Avevamo lasciato Ben alle prese con il lamento funebre e la decomposizione infernale di “Compathia” ed è un piacere ritrovarlo così rilassato, apparentemente pacificato – anche se a ben vedere i loop organistici e i feedback chitarristici che fanno da sottofondo all’elegiaco Fingerpicking di “Saint Cloud” appaiono un avvertimento fin troppo inequivocabile: la pace potrebbe essere solo momentanea -, impegnato a descrivere la scuola del fiore. Come ovviamente preventivabile il moniker dietro il quale si cela Chasny viene di diritto inserito nell’enorme movimento folk che in America va dai Black Forest/Black Sea agli Skygreen Leopards di Glenn Donaldson, e le stesse collaborazioni del signor “sei organi” ne sono la prova: uno split con i Charalambides di Christina Carter, il “Triplane Terraform Vol. 1” con i Magic Carpathians e la Vibracathedral Orchestra.
Eppure, per varie ragioni, appare più facile appaiare il volto di Chasny a quello di Phil Elvrum/Microphones: stessa capacità di mescolare il folk bucolico ad elementi più prettamente rock, stessa volontà di ammantare l’essenzialità della natura di una coperta di rumori e impercettibili variazioni percussive – dovute allo splendido lavoro di Chris Corsano, che esplode in tutta la sua grazia nei tredici minuti tredici della title-track, manifesto programmatico e dimostrazione di una maturità oramai raggiunta sul campo, con quel crescendo ansiogeno che lascia senza fiato a ogni ascolto -.

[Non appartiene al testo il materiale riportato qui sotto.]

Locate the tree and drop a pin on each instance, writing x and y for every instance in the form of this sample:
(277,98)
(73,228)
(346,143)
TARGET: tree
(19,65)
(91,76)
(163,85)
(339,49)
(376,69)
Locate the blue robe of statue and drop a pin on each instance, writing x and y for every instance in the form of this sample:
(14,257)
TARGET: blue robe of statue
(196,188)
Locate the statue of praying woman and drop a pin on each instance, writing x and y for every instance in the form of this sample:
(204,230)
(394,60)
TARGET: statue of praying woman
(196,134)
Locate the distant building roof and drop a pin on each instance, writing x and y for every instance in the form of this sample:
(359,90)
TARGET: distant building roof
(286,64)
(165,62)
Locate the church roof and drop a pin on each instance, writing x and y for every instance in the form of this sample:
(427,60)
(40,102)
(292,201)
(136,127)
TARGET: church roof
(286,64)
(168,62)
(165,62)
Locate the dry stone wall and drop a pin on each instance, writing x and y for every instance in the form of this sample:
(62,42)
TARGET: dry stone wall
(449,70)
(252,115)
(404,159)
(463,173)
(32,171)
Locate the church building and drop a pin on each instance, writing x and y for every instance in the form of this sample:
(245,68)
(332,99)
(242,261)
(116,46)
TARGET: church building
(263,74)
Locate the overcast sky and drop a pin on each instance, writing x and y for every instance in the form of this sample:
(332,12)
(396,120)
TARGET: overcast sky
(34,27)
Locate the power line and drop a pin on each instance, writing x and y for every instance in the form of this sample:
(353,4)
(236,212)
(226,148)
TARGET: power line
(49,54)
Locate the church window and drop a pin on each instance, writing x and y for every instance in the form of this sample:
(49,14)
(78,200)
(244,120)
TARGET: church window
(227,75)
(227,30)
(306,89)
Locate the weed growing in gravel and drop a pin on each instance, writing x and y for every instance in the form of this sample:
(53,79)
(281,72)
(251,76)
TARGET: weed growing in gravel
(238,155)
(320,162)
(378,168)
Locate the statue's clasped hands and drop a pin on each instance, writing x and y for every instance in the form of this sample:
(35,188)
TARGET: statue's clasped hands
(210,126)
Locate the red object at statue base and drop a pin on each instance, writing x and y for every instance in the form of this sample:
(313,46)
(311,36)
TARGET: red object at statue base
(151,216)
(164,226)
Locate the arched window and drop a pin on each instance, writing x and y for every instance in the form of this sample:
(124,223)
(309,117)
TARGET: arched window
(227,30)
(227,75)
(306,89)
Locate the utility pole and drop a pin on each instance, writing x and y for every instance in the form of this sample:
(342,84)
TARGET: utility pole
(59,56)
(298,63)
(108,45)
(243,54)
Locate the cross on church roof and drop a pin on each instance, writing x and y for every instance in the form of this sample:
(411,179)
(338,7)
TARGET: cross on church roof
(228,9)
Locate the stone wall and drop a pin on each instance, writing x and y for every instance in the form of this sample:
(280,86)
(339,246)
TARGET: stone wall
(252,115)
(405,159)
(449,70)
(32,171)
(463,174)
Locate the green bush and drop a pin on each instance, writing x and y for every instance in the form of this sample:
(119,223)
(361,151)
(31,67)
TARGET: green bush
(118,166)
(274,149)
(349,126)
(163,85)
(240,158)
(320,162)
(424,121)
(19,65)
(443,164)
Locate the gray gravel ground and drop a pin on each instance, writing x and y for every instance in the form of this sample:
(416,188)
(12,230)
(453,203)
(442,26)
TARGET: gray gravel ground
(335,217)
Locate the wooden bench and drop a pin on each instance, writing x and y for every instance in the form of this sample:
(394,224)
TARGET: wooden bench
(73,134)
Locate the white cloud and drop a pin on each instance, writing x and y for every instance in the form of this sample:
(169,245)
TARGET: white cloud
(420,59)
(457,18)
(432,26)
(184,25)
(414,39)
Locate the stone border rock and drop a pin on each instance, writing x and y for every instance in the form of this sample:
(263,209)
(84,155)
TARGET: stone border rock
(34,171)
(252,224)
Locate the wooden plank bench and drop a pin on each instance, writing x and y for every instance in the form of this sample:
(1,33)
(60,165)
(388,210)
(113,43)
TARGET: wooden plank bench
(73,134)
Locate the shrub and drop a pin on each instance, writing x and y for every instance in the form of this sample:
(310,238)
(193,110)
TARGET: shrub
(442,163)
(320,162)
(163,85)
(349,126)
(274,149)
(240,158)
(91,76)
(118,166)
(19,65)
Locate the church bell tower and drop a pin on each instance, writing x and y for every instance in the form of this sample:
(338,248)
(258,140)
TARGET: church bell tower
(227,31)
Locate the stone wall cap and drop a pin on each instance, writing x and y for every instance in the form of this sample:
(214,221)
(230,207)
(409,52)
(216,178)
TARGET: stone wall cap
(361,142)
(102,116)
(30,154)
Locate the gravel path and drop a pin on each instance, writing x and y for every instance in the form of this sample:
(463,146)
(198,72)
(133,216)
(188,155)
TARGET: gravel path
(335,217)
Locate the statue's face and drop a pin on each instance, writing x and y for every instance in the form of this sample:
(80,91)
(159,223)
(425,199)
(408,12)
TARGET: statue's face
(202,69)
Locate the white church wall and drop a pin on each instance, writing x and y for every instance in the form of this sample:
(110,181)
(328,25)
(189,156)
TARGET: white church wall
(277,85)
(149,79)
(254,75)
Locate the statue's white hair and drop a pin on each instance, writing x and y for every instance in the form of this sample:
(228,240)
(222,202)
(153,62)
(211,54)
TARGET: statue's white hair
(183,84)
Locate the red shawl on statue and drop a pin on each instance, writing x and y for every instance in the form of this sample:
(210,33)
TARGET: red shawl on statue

Insomma l’universo delineato in questi anni da Chasny ha trovato, nella pulizia della registrazione a cura della Drag City, l’occasione per lo scarto definitivo; difficile giudicare se questo lavoro sia o meno superiore a capolavori del calibro di “Compathia”, “Dark Noontide” o all’esordio omonimo risalente all’oramai lontano 1998, certo è che Ben Chasny si conferma una mente brillante, mai banale, neanche quando si trova a lavorare su materiale altrui (“Thicker Than a Smokey”, dal repertorio di Gary Higgins, oscuro cantautore della psichedelia statunitense. Proprio grazie alla Drag City il suo “Red Hash” del 1973 (ri)vedrà la luce) oppure quando si lancia nel più gentile standard folk come nella conclusiva “Lisbon”.
Ben Chasny sembra voler intraprendere la risalita dagli inferi: che la scalata continui ad essergli dolce, se è di questa fattura la dolcezza che ci regala.